DXLL (94.7 FM), broadcasting as 94.7 Power Radio, is a radio station owned by Rizal Memorial Colleges Broadcasting Corporation and operated by Christian Media Management, a subsidiary of Laforteza Group of Companies. The station's studio and transmitter are located along Broadcast Ave., Shrine Hills, Matina, Davao City.

History
The station was established in 1995 as Mellow Touch 94.7 under the ownership of FBS Radio Network. The station closed in late 2006 due to poor management that led to bankruptcy. In June 2007, the station was re-opened under new management of J-TvR Tri-Media Services. It only managed DXLL for only a year due to conflict with lease contract. FBS took back the station and re-leased it to JKZ Adz Services in June 2008. Since that time, Ateneo de Davao University airs a weekday morning block called Blue Knights FM.

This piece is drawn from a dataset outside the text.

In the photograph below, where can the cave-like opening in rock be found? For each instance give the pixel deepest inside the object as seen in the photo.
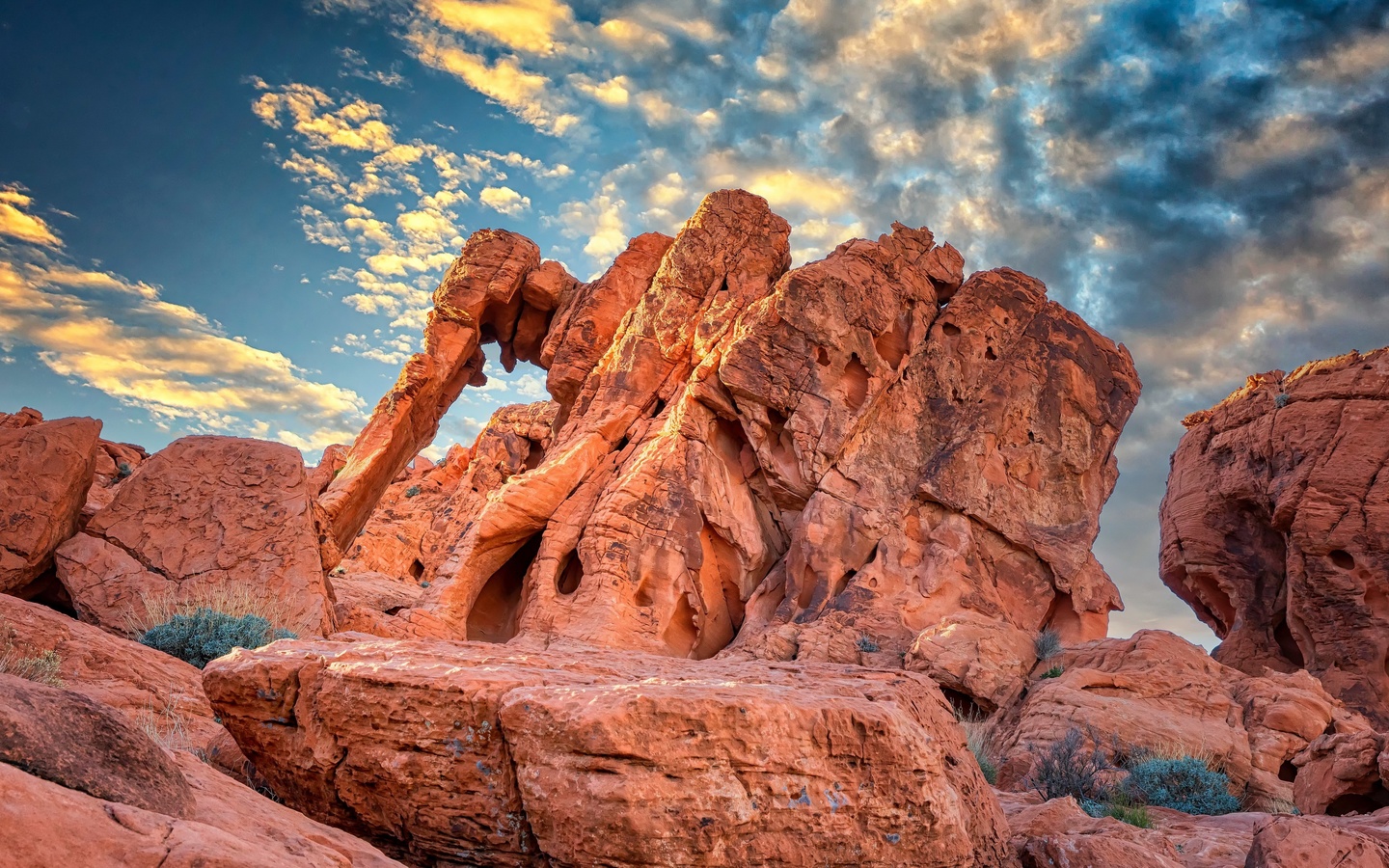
(496, 612)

In January 2010, FBS took over the management of DXLL after another event of conflicts with its blocktime partner. It relocated to Midland Village in Ma-a. The station maintained the format of easy listen music and added some talk programs to gain more listeners.

In May 2014, RMC Broadcasting acquired the station and rebranded it as 94.7 One Radio with a news and music format. It transferred its studios to Door 1C, Anda Corporate Center along F. Inigo St. On December 2, the station, along with DXRA and most of Radyo ni Juan stations, went off the air due to financial problems.

By the end of January 2021, the station went back on air, this time as 94.7 Power Radio. It relocated to its transmitter site in Shrine Hills.